Karthik Murugan Karthik Murugan - 7 months ago 21
SQL Question

Connect by query

I'm storing hierarchical data in a table. When a resource is accessed by its hierarchical path (grantParent/parent/resource), I need to locate the resource using a CONNECT BY query.

Note: SQL commands are exported from EnterpriseDB, but it should work in Oracle too.

Table structure:

CREATE TABLE resource_hierarchy
(
resource_id character varying(100) NOT NULL,
resource_type integer NOT NULL,
resource_name character varying(100),
parent_id character varying(100)
)
WITH (
OIDS=FALSE
);


Data:

INSERT INTO "resource_hierarchy" (resource_id,resource_type,resource_name,parent_id) VALUES ('36d27991', 3, 'areaName', 'a616f392');
INSERT INTO "resource_hierarchy" (resource_id,resource_type,resource_name,parent_id) VALUES ('a616f392', 3, 'townName', 'fcc1ebb7');
INSERT INTO "resource_hierarchy" (resource_id,resource_type,resource_name,parent_id) VALUES ('fcc1ebb7', 2, 'stateName', '8369cc88');
INSERT INTO "resource_hierarchy" (resource_id,resource_type,resource_name,parent_id) VALUES ('8369cc88', 5, 'countryName', null);


Now, when I receive a path like

countryName/stateName/townName/areaName


I'm executing a query like,

select LEVEL,* from resource_hierarchy
WHERE resource_name = (
CASE LEVEL
WHEN 1 THEN 'areaName'
WHEN 2 THEN 'townName'
WHEN 3 THEN 'stateName'
WHEN 4 THEN 'countryName'
ELSE ''
END
)
connect by prior parent_id = resource_id
start with resource_name = 'areaName';


My expected results are:

LEVEL resource_id resource_type resource_name parent_id
-------------------------------------------------------------
1 36d27991 3 areaName a616f392
2 a616f392 3 townName fcc1ebb7
3 fcc1ebb7 2 stateName 8369cc88
4 8369cc88 5 countryName <null>


This query works fine, but I'm not sure if it would run faster, when my table is big like hundreds of thousands of entries.

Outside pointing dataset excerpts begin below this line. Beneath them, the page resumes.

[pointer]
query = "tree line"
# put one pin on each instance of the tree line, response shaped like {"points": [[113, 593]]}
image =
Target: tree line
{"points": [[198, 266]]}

Can you optimize this query for my requirement?

Edited:

EXPLAIN for the above query: I've defined two indices - one on resource_id (primary key) and another on parent_id

Sort (cost=66.85..66.86 rows=1 width=694)
Sort Key: connectby_cte.siblingssortcol
CTE prior
-> Recursive Union (cost=0.00..65.83 rows=31 width=151)
-> WindowAgg (cost=0.00..3.12 rows=1 width=83)
-> Seq Scan on resource_hierarchy (cost=0.00..3.11 rows=1 width=83)
Filter: ((resource_name)::text = 'areaName'::text)
-> WindowAgg (cost=0.33..6.21 rows=3 width=151)
-> Hash Join (cost=0.33..6.15 rows=3 width=151)
Hash Cond: ((resource_hierarchy_1.resource_id)::text = (prior.parent_id)::text)
Join Filter: connectby_cyclecheck(prior.recursionpath, (resource_hierarchy_1.parent_id)::text)
-> Seq Scan on resource_hierarchy resource_hierarchy_1 (cost=0.00..2.89 rows=89 width=83)
-> Hash (cost=0.20..0.20 rows=10 width=286)
-> WorkTable Scan on prior (cost=0.00..0.20 rows=10 width=286)
-> CTE Scan on prior connectby_cte (cost=0.00..1.01 rows=1 width=694)
Filter: ((resource_name)::text = CASE level WHEN 1 THEN 'areaName'::text WHEN 2 THEN 'townName'::text WHEN 3 THEN 'stateName'::text WHEN 4 THEN 'countryName'::text ELSE ''::text END)

Answer

Disclaimer: My primary experience belongs to Oracle DBMS, so pay attention to details if applying solution to Postgres.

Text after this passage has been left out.